Below follows the kernel I am talking about, for reference. The error occurs right after the first two tex2D fetches, so the rest is not relevant. It is an implementation of matrix multiplication that uses tiling and prefetching, and works correctly when I do not use texture memory.

Thank you very much for your help!

texture<float, 2, cudaReadModeElementType> tex_a;

texture<float, 2, cudaReadModeElementType> tex_b;

// Assume that BinaryFunc is multiplication, and AccumulationFunc is addition,

// so that the kernel computes the standard matrix product.

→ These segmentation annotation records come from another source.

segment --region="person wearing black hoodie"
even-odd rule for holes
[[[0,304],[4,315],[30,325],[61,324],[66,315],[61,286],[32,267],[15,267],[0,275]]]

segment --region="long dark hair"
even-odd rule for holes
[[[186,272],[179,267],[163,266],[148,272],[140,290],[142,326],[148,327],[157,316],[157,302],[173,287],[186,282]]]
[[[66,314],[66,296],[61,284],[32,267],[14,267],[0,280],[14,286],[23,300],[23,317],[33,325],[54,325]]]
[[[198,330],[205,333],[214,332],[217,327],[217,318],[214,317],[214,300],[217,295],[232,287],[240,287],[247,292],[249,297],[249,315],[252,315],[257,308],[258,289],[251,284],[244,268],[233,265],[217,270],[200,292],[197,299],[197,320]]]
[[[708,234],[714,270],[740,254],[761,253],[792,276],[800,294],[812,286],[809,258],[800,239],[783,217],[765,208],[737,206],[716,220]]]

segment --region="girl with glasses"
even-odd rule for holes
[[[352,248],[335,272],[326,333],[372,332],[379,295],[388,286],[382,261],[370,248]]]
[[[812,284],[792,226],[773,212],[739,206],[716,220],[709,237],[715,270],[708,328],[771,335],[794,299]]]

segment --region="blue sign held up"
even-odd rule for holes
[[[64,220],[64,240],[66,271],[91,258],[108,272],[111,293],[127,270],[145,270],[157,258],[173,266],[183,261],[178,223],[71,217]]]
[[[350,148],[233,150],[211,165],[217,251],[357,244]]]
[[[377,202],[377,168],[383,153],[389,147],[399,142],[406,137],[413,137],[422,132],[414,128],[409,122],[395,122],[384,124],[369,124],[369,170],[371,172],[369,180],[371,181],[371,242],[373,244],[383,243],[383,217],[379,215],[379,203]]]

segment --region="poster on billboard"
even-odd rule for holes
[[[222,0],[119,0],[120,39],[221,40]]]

template <unsigned TileSize, class T, class SizeType, class BinaryFunc,

	 class AccumulationFunc>

__global__ void

matrix_prod_tex_prefetch(T* c, const SizeType dim, BinaryFunc binary_func,

	AccumulationFunc accum_func)

{

	__shared__ T as[TileSize][TileSize];

	__shared__ T bs[TileSize][TileSize];

	SizeType row = blockIdx.y * TileSize + threadIdx.y;

	SizeType col = blockIdx.x * TileSize + threadIdx.x;

	T p = 0;

	

	T l = tex2D(tex_a, row + 0.5f, threadIdx.x + 0.5f);

	T m = tex2D(tex_b, threadIdx.y + 0.5f, col + 0.5f);

        // ERROR: l and m are incorrect if row != col.

	__syncthreads();

	for (SizeType i = 1; i != dim / TileSize; ++i) {

		as[threadIdx.y][threadIdx.x] = l;

		bs[threadIdx.y][threadIdx.x] = m;

		__syncthreads();

		l = tex2D(tex_a, row + 0.5f, i * TileSize + threadIdx.x + 0.5f);

		m = tex2D(tex_b, i * TileSize + threadIdx.y + 0.5f, col + 0.5f);

		for (SizeType k = 0; k != TileSize; ++k) {

			p = accum_func(p, binary_func(

				as[threadIdx.y][k],

				bs[k][threadIdx.x]

			));

		}

		__syncthreads();

	}

	as[threadIdx.y][threadIdx.x] = l;

	bs[threadIdx.y][threadIdx.x] = m;

	__syncthreads();

	for (SizeType k = 0; k != TileSize; ++k) {

		p = accum_func(p, binary_func(

			as[threadIdx.y][k],

			bs[k][threadIdx.x]

		));

	}

	c[dim * row + col] = p;

}

Answer: swap threadIdx.x with threadIdx.y. Ultimately, it comes down to a matter of semantics: textures use the indices as offsets along the x- and y-axis we are all familiar with. Matrices use the indices to refer to the index of the row and column. Essentially, the basis vectors are swapped.

Be warned that while swapping the use of threadIdx.x and threadIdx.y for 1D memory layouts may yield equivalent results, you may lose coalesced memory access patterns in the process.